At the end of the article, Aidem observes, “what helps make birth plans viable is that women are educating themselves.” When it comes to developing a “Birth Plan” for a new church plant—educate yourself! Discover the key elements that are aligned with the mission of Jesus Christ. Here are some key elements to include in your Church Planting “Birth Plan”

  • Involve a Coach – Just like a birthing coach is helpful to expectant mothers, coaching is vital for church planters. Church planting coaches help you discover what God wants you to do so you can cooperate with the Holy Spirit and others to see the vision of a new church become a reality.
  • Adopt Missional Thinking and Behaviors – Start thinking and acting “like a missionary” here in the U.S. Reject the idea that the Great Commission is someone else’s responsibility. Instead, align with Jesus’ mission in such a way that you function as a missionary where you live, where you work and where you play.
  • Seize the Mission – The Church’s mission is to bear witness to God’s redemptive reign. In Matthew 28, Jesus gave His disciples His final instructions before leaving earth: “Go and make disciples.” The Church is sent into the world to continue the work which Jesus came to do (Luke 19:10).
  • Exegete the Culture – Understand how the Word becomes flesh in their culture wherever they are. This perspective requires discovering the uniqueness of the neighborhood, community, city, and county where one lives.

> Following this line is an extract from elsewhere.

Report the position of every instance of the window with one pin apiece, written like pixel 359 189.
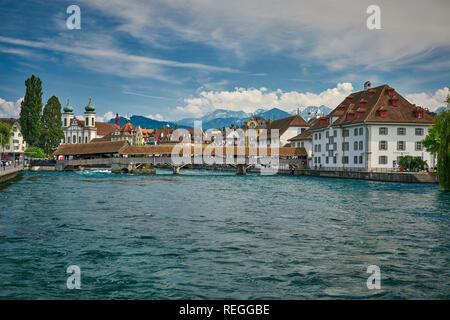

  • Incarnate the Gospel: “Be Jesus” – Start living the gospel message! It is not enough to articulate the truth of the gospel, although that is important. The truth of the gospel must be lived out in relationships as believers seek to “be Jesus” with skin on. Every Christian has been sent by Jesus in community together with other believers to be and then do the gospel and to show and then tell the gospel to those in the culture around them.
  • Multiply Disciples – The mission of the church is to make disciples (Matt 28:19–20). Multiplication doesn’t start with planting churches, it starts with multiplying disciples. Disciplemaking is the starting place for everything else. Every Christian must be involved in the multiplication process. This is not optional for the Christian.
  • Equip Disciplemaking Missionaries – Prepare every believer to be local missionaries sent to their own zip code. Embracing the mission locally requires an emphasis on reproducing disciplemakers all over the place!
  • Establish Missional Communities/Churches – Start planting the gospel in the culture and new churches will emerge. Churches are the result of effective evangelism and discipleship. The best method of church planting today is disciplemaking.
  • Mobilize Leaders – New churches need to form an enduring leadership culture that develops leaders who embrace missional behaviors and practices. To raise up leaders from the harvest for the harvest, leaders must build an intentional process for raising up more missional leaders.

Your birth plan should reflect the vision that God has given to you and align with the mission of Jesus to “seek and to save that which was lost.”